Mutua Madrileña retoma su vocación aseguradora

Mutua retoma su vocación aseguradora

Aseguradora Mutua

La venta de las acciones de Sacyr Vallehermoso puso fin al modelo liberal de gestión que la había diferenciado de sus pares durante casi una década. La aseguradora Mutua Madrileña recupera su histórico  carácter conservador, el mismo que se había visto interrumpido por la llegada José María Ramírez Pomatta a la dirección de la compañía, en 2002.

Mutua y los seguros

Previo a la asunción del abogado madrileño, la empresa sólo operaba en una provincia (Madrid) y en un ramo (coches), e invertía buena parte de su patrimonio en edificios singulares. Con Pomatta, la aseguradora diversificó su negocio asegurador y puso en marcha una vertiginosa política de inversión en la bolsa de valores. Otras de las políticas ejercidas y llevadas a la práctica fueron la solicitud de licencias para operar en hogar, accidentes y defensa jurídica, la adquisición de la totalidad de su autoclub y Aresa, una compañía catalana de salud. Fue entonces a partir de estas decisiones de las que datan las aperturas de delegaciones en las principales capitales de provincia.

Las medidas adoptadas funcionaron mientras la situación financiera del mercado bursátil se lo permitió. Tras la llegada del cambio de ciclo económico todavía poseía un 2% de Repsol y, sobre todo, un 5% de Sacyr Vallehermoso (este último valor ha sido particularmente vapuleado por los mercados en estos últimos años). El nuevo contexto económico coincidió con un cambio en la cúpula de Mutua. Ignacio Garralda asumió la presidencia a principios de 2008. Bajo su mandato hizo foco en la actividad aseguradora. En materia de inversiones inmobiliarias, se optó por desprenderse de algún inmueble menor e invertir 100 millones en un plan de reforma integral de otros 12 edificios.

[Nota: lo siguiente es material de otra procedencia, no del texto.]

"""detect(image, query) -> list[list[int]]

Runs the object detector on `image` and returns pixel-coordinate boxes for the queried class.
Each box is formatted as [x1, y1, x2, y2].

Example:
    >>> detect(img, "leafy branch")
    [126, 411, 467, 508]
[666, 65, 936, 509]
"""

En sus primeras intervenciones públicas, Garralda anunció la intención de Mutua de desprenderse de su participación de Sacyr, acción perpetrada hace ya un mes a un costo de 4,10 euros por acción (en 2006 había pagado 32 euros por título). Pese a esta clara diferencia, la experiencia de la aseguradora en el mercado bursátil fue positiva, ya que sus siete compraventas arrojaron una plusvalía acumulada de 562 millones de euros. Con respecto a Repsol, la situación es más cómoda. La petrolera otorga una rentabilidad por dividendo que supera el 5,5%, su volatilidad es inferior a la de Sacyr y, aunque aún presenta minusvalías latentes, su comportamiento final se verá el día que se venda.